Economic Rationality Meets Celebrity Urbanology: Exploring Edward Glaeser’s City


This article presents a critique of the popular and public-policy work of Harvard economist Edward Glaeser, which has been constructed at the nexus of neoclassical economic rationality and celebrity urbanology. Widely recognized as one of the world’s leading urbanists, Glaeser has combined a high-flying academic career with public-policy engagement and extensive work as a newspaper columnist and media commentator, enabled by a longstanding affiliation with the Manhattan Institute, a leading conservative think tank. The critique is pointed, but seeks to exceed argumentum ad hominem by calling attention to sociopolitical and institutional factors that have facilitated the accelerated diffusion and enlarged dominion of this model (and mode) of microeconomically rationalized urbanism, including the production of new forms of intellectual marketing, the construction of colonizing variants of urban-economic expertise, and the ongoing rearticulation and creeping consolidation of market-centric policy norms. The article argues that a distinctive form of urban-economic orthodoxy is under construction, based on a potent fusion of scientific reasoning and pop presentation, combining ideologically disciplined applications of neoclassical economics with dissemination in the register of the ‘freakonomics’ franchise.
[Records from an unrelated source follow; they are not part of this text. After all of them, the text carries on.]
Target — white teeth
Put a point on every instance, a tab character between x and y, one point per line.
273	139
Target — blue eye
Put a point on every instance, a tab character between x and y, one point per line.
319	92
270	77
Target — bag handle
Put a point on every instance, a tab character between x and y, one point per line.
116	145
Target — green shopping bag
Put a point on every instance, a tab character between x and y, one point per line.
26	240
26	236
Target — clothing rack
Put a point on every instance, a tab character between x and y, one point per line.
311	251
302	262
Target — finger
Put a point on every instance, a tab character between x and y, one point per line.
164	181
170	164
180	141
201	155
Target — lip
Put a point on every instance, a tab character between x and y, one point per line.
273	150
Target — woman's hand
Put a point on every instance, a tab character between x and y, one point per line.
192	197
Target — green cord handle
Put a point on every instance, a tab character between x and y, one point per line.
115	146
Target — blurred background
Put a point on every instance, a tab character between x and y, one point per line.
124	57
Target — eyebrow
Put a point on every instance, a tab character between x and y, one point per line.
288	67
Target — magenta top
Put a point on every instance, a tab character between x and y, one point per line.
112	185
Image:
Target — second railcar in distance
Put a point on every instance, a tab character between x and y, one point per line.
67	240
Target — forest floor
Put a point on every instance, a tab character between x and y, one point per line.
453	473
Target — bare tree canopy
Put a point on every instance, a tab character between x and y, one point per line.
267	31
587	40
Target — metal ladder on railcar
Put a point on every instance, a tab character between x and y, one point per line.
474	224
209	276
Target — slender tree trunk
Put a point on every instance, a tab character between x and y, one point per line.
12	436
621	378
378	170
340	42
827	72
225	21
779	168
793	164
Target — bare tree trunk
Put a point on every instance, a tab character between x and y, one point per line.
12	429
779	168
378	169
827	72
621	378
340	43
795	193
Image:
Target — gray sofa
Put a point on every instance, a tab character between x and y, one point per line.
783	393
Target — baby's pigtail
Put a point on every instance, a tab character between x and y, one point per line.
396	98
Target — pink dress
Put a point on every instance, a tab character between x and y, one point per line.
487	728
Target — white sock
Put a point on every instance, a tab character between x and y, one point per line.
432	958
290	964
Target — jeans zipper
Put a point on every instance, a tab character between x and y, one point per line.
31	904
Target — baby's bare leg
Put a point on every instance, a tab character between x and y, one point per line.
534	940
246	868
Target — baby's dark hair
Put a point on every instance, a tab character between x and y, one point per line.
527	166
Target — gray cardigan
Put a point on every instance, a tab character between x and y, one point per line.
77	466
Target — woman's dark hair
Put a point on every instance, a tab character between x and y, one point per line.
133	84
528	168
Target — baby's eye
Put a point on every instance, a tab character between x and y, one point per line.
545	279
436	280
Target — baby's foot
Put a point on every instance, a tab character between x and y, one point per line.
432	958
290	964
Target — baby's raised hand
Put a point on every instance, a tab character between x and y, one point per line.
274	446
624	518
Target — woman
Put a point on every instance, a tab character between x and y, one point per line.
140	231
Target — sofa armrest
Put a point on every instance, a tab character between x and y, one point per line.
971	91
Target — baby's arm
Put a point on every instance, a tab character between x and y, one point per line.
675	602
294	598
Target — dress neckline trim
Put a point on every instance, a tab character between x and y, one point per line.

Edward Glaeser’s intellectual accomplishments have been significant, but the ‘Glaeser effect’ is more than a story of individual scholarly endeavor, calling for more than a merely ‘internal’ critique. Its conformity to Manhattan Institute principles testifies to a telling consistency of ideological purpose, contributing as it does to a sustained effort to rationalize and normalize lean and limited modes of neoliberal urban governance, fortified by microeconomic reason.